Hence, active FTC approaches have also been investigated, which detect element faults and change the control in order to move the points b f closer to b n , into a behaviour region B AFT that provides improved performance under fault conditions within the limits of the system capability.

This paper details a multi-agent system (MAS) inspired active FTC strategy for the HRA that aims to achieve near-nominal performance under the fault conditions.

1.4 Overview

Section 2 gives a brief overview of MAS and presents a rationale for its use with HRA. Section 3 then goes on to describe the current multi-agent control (MAC) approach and its main features. An example is then presented in Section 4, where the MAC scheme is applied to a 10 × 10 HRA and its performance is compared to a passive control strategy. Special considerations are made within the simulations for the reconfiguration period and fault detection errors. Finally, conclusions are made in Section 5 and the future directions of the research are described.

2 Multi-agent control of high redundancy actuation

2.1 Multi-agent control

The concept of agent was first given by Minksy[5]. In his book, he introduced the term agents to describe the workings of the mind. Each agent is only capable of a simple process, but these agents are numerous and diversely capable. And it is through the interaction of these agents that true intelligence can be achieved. The principles of multi-agent systems (MAS) were further developed in the disciplines of distributed artificial intelligence and object-oriented programming 30 years ago, since when it had emerged as a discipline in its own right.

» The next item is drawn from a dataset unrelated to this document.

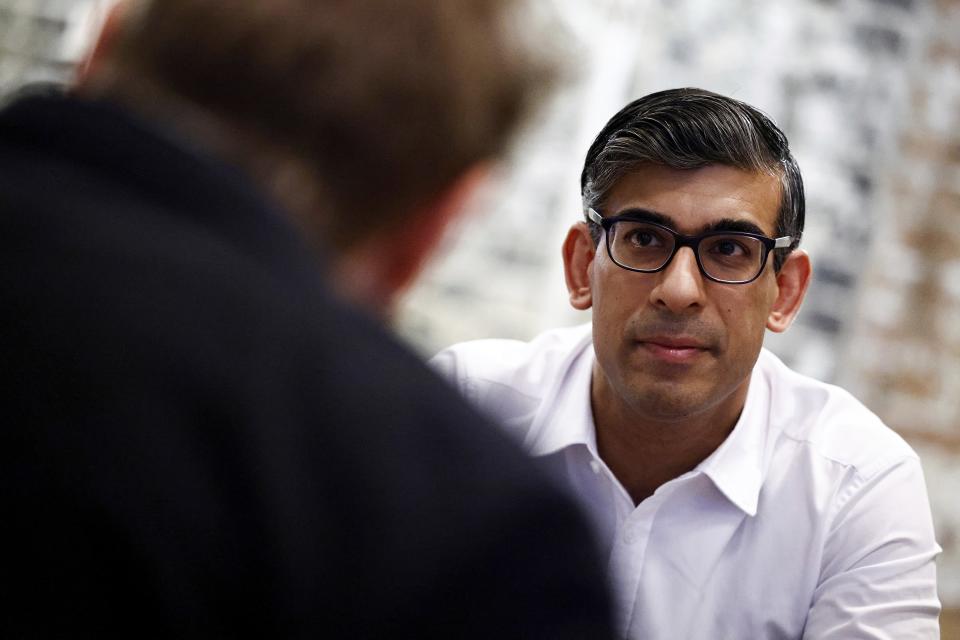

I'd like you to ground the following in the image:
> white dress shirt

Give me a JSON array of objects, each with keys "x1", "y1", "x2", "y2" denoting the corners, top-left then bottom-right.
[{"x1": 432, "y1": 325, "x2": 940, "y2": 640}]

Today, MAS concepts have become not only an important subject of research, but of industrial and commercial application in a diverse range of fields[16].

There is still some controversy within the agent community regarding what qualities should be included in the definition of an agent. There is a general consensus that autonomy is essential, but the attribution of other qualities is still under debate. However, the following definition, given by[17], conveys the key ideas: an agent is a physical or virtual entity situated in its environment, which acts autonomously and flexibly within its purview to achieve goals in a real-time manner. An MAS therefore, is a collection of agents that are socially coupled and collaborate to achieve some objective, which in the case of MAC is the control of a system.

These agent characteristics resemble the concept of closed-loop control, which achieves objectives through sensing and acting. However, there are important differences within the agent concept. The most obvious difference is the social interaction and negotiation that exists between agents. Also, the agent philosophy is strongly associated with localisation, a point emphasised by [18]. This means each agent only deals with a local environment, and not the whole plant.

2.2 Rationale for multi-agent control of HRA

Taking a multi-agent based perspective on HRA control design can provide two key features: structuring and flexibility.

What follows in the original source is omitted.